There are thirty two surviving Beatus manuscripts that depict the extraordinary vision of Saint John of the end of the world, as he recorded in the Apocalypse (the Book of Revelation). The Beatus manuscripts record the commentaries of Beatus of Liébana on this mystical vision of Saint John. The upper register of this leaf depicts an altar with suspended votive offerings, and doves symbolizing the souls of the dead. The middle register depicts Christ, and bellow him a group of figures in white are collected, gesturing emphatically. This illustration is based on the text of Revelations 6.9-11: “I saw under the altar the souls of them that were slain for the word of God…and white robes were given to every one of them…” Therefore the lowest register is a depiction of the Christian martyrs, saints, in their white robes.
The New International Bible translates the saints of the fifth seal as calling “out in a loud voice, “How long, Sovereign Lord, holy and true, until you judge the inhabitants of the earth and avenge our blood?” Then each of them was given a white robe, and they were told to wait a little longer, until the full number of their fellow servants, their brothers and sisters, were killed just as they had been.” The fifth seal is fascinating because it tells us that martyrs are expected to be “under the altar” because, even in the time of Saint John, the bodies of martyrs were sacred. By the 1180’s the custom of including relics in an altar was practically a rule; the altar was a reliquary for all intents and purposes. It was a house for material sanctity. The entire body of a saint was sometimes interred under the altar, although the desire for relics usually dictated that saints bodies did not remain whole. But the idea that the body of the saint would be reconstituted during the end days of the world “under the altar” makes sense; the local of sanctity, the focus of veneration and devotion in Christian life, is on the altar (and sometimes on the cult image placed above it).
This is a fascinating rendering of the opening of the fifth seal because it emphasizes communication. The martyrs gesture in such a way that they appear to speak; toward the center a figure throws their hands downward while another points upward toward the figure of Christ, but also toward the very top register with the altar and the votive offerings. These offerings are essential to earthly communication with the divine. Votives are given after a vow has been fulfilled; a crisis averted through the intercession and miraculous power of the divine channeled through a saint. The object of thanks is like the period in a sentence, physically signaling the end of a thought, the closing of a loop, a successful transaction. It is not the end of the conversation however, as it signals the devotee’s indebtedness to the saint and also represents their need to continue to venerate the divine figure.
The indication of the objects above the martyrs; Christ, the altar, and the votives, is an indication of the votive exchange system. In life, the top altar, the devotee performs their faith before the altar and leaves votive offerings near it. The saints speak to Christ and perform miracles through Him. There are doves bellow the altar which represent the souls of the dead. They may be there to reinforce the notion of the martyrs under the altar, but they are also open to a different interpretation. Perhaps they are the souls of the faithful waiting to be killed; they are the future Christians that the martyrs in the Apocalypse wait for, the “full number of their fellow servants.”

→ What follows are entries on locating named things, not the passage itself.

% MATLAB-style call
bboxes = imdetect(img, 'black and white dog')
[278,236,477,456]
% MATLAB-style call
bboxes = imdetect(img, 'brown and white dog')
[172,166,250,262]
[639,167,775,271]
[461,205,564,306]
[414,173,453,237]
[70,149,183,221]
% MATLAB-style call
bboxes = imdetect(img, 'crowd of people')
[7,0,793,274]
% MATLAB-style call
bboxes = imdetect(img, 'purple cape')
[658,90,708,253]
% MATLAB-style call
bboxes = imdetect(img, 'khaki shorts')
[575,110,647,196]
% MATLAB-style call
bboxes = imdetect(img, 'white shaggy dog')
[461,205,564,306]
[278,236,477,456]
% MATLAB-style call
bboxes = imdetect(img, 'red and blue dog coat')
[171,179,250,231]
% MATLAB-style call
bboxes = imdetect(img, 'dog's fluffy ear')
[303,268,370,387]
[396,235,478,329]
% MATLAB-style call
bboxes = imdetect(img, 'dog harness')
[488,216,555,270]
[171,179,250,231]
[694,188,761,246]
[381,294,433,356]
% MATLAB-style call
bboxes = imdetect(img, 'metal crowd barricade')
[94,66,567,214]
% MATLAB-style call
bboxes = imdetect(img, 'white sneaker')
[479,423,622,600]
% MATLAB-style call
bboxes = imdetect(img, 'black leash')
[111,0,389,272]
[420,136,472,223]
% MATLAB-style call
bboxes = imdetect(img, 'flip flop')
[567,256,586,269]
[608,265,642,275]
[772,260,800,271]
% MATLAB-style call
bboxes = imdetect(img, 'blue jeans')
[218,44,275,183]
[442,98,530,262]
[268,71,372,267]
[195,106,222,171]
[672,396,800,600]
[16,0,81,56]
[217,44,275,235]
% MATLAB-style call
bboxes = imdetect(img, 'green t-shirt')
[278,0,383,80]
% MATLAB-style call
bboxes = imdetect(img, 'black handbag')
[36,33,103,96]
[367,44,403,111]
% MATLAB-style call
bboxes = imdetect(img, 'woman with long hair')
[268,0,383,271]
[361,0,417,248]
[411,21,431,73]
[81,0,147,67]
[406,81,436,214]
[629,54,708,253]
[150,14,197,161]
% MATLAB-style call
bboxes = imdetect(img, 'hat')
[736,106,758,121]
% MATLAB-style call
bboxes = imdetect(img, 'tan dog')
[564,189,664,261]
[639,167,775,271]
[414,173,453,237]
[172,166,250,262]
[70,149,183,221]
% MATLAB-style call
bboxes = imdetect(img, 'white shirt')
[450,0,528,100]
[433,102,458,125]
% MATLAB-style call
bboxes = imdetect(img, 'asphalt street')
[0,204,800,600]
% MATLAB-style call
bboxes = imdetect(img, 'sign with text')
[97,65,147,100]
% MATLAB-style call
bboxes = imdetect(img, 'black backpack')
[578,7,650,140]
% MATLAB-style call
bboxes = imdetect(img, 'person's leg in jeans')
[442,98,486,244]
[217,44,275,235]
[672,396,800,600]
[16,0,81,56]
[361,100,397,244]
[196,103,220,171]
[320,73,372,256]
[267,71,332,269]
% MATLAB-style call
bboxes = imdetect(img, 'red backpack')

This is certainly not the only interpretation of this image. However, it is a prominent one and one that would probably come to the mind of a medieval viewer with ease due to the predominance of the votive exchange in Christian culture. The altar is tiny in this illumination. It is topped by a large, central chalice which is directly above the head of Christ in the lower register. The background of this middle section is also essentially a red band. It is not spatial, rather, it creates a vibrant local for Christ and plays beautifully with the green of the two plants flanking him. But it may play another role in the reading of the manuscript’s image as well through the association of the chalice with the transubstantiation performed during the mass in which wine is converted through the priest into Jesus’s blood. Directly below the altar where this divine mystery takes place Jesus is shown silhouetted by a field of blood red. This re-emphasizes the tangible manifestation of the divine in physical matter. The transubstantiation of Jesus’s blood helps to justify the votive exchange; if the savior can become earthly, perhaps the gifts of a humble devotee can become manifest in the materials of the divine.